The HSUS is all about getting results for animals, and a story in today’s New York Times demonstrates how the value of our work unfolds over time, and often with great force. Last year, The HSUS and other humane organizations—with a major boost from Gov. Ed Rendell—worked to enact legislation in Pennsylvania to crack down on puppy mills. Jon Hurdle of The Times reports that this legislation is already driving illegal puppy mills out of business. The Pennsylvania Department of Agriculture enlisted The HSUS on a raid of a notorious mill in Lehigh County, Pa., in June—ironically named Almost Heaven Kennels—and we rescued and then placed 200 dogs who had been living in squalid, overcrowded conditions in an unlicensed facility.
Stopping cruelty and delivering animals into safer environments is what we’re all about at The HSUS. That goes for puppy mills, as well as our work on dogfighting and other forms of staged fighting.
The HSUS is the only organization with a unit devoted exclusively to eradicating animal fighting—and our investments on this front are paying incredible dividends for animals. We have upgraded just about every law in the nation, and dogfighting is now a felony in all 50 states. There’s typically not a week that passes without our participating at some level in raiding illegal animal fighting operations and bringing these perpetrators to justice.
Michael Vick has become the personification of dogfighting and its cruelty. Oddly enough, after serving his sentence for illegal dogfighting activities, that’s one reason why we think that he can be a valuable messenger about what not to do with animals.
There’s anger about what Vick did. And that anger is understandable, given the severity of his crime. But if you step back and take stock of the entire drama, this is a textbook case of how you want such a case to play out. A person who committed an awful crime against animals is found out. Prosecutors take the case seriously, and the perpetrator eventually pleads guilty. The judge, given the sentencing guidelines, metes out a stern penalty, sentencing the defendant to two years in federal prison. Meanwhile, as the case proceeds, there is an upswell of social disapproval about the illegal conduct. The HSUS then broadens the discussion to show how widespread the practice of dogfighting is. In response, there are new laws adopted throughout the country to combat the problem and law enforcement has a new commitment to enforcing these laws. And then after the perpetrator is released, he comes knocking on the door of the largest animal protection group and says he is a changed person and wants to do community service to help attack the larger social problem of animal cruelty.
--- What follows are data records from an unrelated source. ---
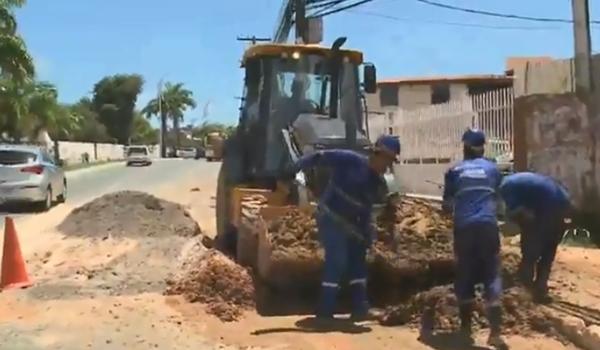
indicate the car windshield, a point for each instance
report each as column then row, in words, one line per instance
column 137, row 150
column 14, row 157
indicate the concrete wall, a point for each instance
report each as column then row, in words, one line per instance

In just the last two days, the fresh attention to our community-based End Dogfighting programs has prompted inquiries from citizens in more than 100 communities who want our help in reaching out to their at-risk youth—including a compelling commentary from Karel Minor, executive director of the Humane Society of Berks County in Pennsylvania. This excitement and interest in new programs gives us 100 new pathways to attack the scourge of dogfighting.
It’s my hope that the Vick case also prompts soul-searching about the responsibilities each one of us has to animals. Both actor Alec Baldwin and philosopher Peter Singer are broadening the discussion, rightly noting that the well-justified righteous anger about Vick’s conduct should also apply to a wide range of other abuses, including factory farming, the fur trade, and other forms of exploitation of animals. We at The HSUS work on all of these problems, and we ask all responsible people to live by the principles of mercy and compassion toward all creatures.
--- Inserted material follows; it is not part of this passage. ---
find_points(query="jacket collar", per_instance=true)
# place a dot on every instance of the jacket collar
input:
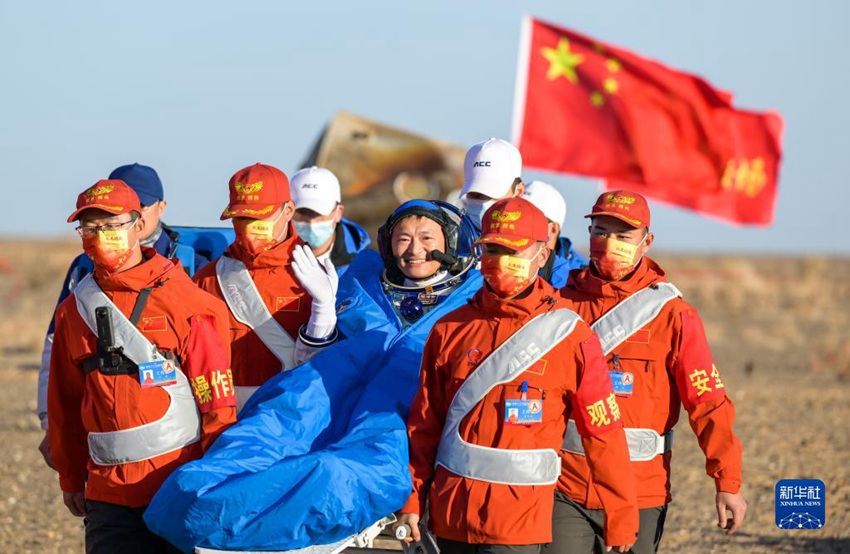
(154, 268)
(539, 294)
We’ll also continue to zero in on the larger social problem of dogfighting. With more than 100,000 active dogfighters, and with the practice metastasizing in urban centers, our focus must be on halting people from abusing dogs, but also preventing them from recruiting others into their sordid hobby and business. Vick’s behavior was terribly cruel, but it was not isolated—with dogfighting not uncommon in some communities and tens of thousands of young men and boys getting sucked into the quicksand, we have to be creative to turn the situation around.
Vick is an unlikely ambassador for an anti-dogfighting campaign. And I can understand the skepticism about him and his “conversion” to an animal protection advocate. But turning away Vick’s offer to help won’t result in the saving of a single animal. By engaging with him, and putting him to work in a community service program (like many ex-convicts participate in), we may sway countless kids who would be involved in dogfighting, and that means dogs will be protected. And, as I’ve said before, it’s always good to turn an adversary into an ally and advocate.
Sometimes, the change we seek comes down strange and never-traveled pathways. And sometimes, it comes through the unlikeliest of people. The crisis that animals face compels us to be open to all of these unlikely possibilities.